D) Durante a discussão dos presentes autos, e sempre em consequência do sinistro, a recorrente sofreu mais danos patrimoniais, daí ter requerido a ampliação do pedido.

E) A recorrente encontra-se a pagar um empréstimo bancário pela aquisição do seu veículo, à instituição financeira D..., sob o contrato de crédito nº ...84....

F) A recorrente somente consegue liquidar o empréstimo após receber o valor indemnizatório da recorrida.

G) O facto da recorrente não ter recebido a respetiva indemnização até à presente data, a recorrente tem vindo a pagar as prestações bancárias que desde 07 de Setembro de 2019 - data do sinistro - até 12-05-2024, foram pagas 55 prestações.

H) O facto da recorrida ter dado origem aos presentes autos, entende a recorrente que a mesma deve ressarcir a recorrente, nos juros das prestações do empréstimo suportados por esta.

I) Pelo que, à data da apresentação da requerida ampliação do pedido, ou seja, em 12-05-2024, a recorrente tinha suportado a quantia de € 11.283,25 a título de juros do aludido empréstimo.

J) Ainda, a recorrente tem vindo a pagar anualmente os respetivos impostos relacionados com o veículo, nomeadamente, pagou o Imposto Único de Circulação (IUC) referentes aos anos de 2020, 2021, 2022 e 2023, no valor total de € 1.052,42.

K) Relativamente à requerida perícia, a recorrente teve de suportar as despesas com a logística para poder deslocar o veículo, num pronto de socorro, donde se encontrava até às instalações da concessionária C... de Aveiro, tendo já pago a quantia de € 61,50 por esse transporte.
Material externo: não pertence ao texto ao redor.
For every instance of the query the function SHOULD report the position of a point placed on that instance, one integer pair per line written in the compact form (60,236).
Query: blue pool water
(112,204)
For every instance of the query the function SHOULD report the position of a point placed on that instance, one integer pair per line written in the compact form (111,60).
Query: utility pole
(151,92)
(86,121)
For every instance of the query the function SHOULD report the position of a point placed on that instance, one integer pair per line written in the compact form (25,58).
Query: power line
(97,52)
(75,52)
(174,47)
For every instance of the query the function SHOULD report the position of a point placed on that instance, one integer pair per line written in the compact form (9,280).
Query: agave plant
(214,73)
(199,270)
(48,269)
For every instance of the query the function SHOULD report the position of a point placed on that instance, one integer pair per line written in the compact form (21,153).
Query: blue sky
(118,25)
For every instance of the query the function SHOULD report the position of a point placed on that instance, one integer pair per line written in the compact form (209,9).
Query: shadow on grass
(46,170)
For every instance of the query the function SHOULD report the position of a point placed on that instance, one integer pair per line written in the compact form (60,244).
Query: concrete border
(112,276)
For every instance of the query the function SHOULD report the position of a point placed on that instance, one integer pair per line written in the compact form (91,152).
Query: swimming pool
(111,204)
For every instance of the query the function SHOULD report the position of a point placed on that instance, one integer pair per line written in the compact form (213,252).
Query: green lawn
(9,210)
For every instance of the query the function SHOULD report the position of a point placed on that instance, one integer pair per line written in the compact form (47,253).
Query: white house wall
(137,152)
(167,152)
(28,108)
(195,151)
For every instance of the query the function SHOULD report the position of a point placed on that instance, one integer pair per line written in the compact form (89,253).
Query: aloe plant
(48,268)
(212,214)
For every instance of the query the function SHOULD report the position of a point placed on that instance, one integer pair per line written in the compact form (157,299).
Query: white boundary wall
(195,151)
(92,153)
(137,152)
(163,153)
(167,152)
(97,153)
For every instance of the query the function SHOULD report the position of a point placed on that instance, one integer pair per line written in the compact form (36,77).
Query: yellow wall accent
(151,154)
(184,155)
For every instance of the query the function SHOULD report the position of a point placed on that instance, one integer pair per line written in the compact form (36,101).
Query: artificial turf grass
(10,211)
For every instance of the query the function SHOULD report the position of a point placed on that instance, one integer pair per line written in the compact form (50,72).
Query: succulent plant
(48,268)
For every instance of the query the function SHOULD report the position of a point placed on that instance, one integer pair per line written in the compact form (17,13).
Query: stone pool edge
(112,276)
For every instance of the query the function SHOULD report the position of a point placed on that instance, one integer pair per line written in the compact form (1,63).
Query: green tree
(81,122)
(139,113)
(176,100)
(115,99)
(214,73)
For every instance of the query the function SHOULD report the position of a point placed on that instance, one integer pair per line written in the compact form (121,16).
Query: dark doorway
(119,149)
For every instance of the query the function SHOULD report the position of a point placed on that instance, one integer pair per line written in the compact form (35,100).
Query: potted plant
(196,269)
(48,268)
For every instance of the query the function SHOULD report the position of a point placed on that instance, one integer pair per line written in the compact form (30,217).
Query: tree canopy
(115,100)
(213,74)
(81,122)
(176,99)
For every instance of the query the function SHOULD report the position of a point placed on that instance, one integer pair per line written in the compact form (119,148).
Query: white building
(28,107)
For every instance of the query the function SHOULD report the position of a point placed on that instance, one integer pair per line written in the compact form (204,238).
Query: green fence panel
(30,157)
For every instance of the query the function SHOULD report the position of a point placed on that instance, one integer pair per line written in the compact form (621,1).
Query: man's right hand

L) Impetrante será dizer que, posteriormente, a recorrente terá de suportar a deslocação da C... de Aveiro para sua casa ou para um centro de abate.

M) A recorrente ainda hoje continua a ter um enorme prejuízo na privação do uso do seu veículo, em conformidade ao alegado nos artigos 37º e seguintes do requerimento da Petição Inicial.

N) À data da propositura da ação, a recorrente pediu € 1.750,00 pela privação do uso, contudo, e como resulta do próprio articulado da Petição inicial, o pedido é referente desde a data do sinistro até à data da propositura da ação.

O) O douto tribunal a quo não apreciou corretamente os factos alegados na Petição Inicial em consonância com os pedidos.

P) À data da propositura da ação e até mesmo na presente data é impossível a recorrente saber quando terminará os presentes autos, pelo que nunca poderá com precisão indicar o valor exato do seu prejuízo pela privação do uso.

Q) A impossibilidade da recorrente usar/utilizar o seu veículo que ora se discute nos presentes autos para o seu trabalho e para a sua vida privada, é suscetível de avaliação pecuniária, motivo pelo qual a sua privação traduz naturalmente um dano a avaliar pelo valor locatício do bem até trânsito em julgado.

R) A recorrente continua e continuará a não poder usar o seu veículo, até ao ser resolvido os presentes autos.

S) Pelo que, a recorrente tem o direito a ser indemnizada pelos benefícios que deixou de obter em virtude da privação do seu veículo para o seu dia-a-dia até ao trânsito em julgado dos presentes autos.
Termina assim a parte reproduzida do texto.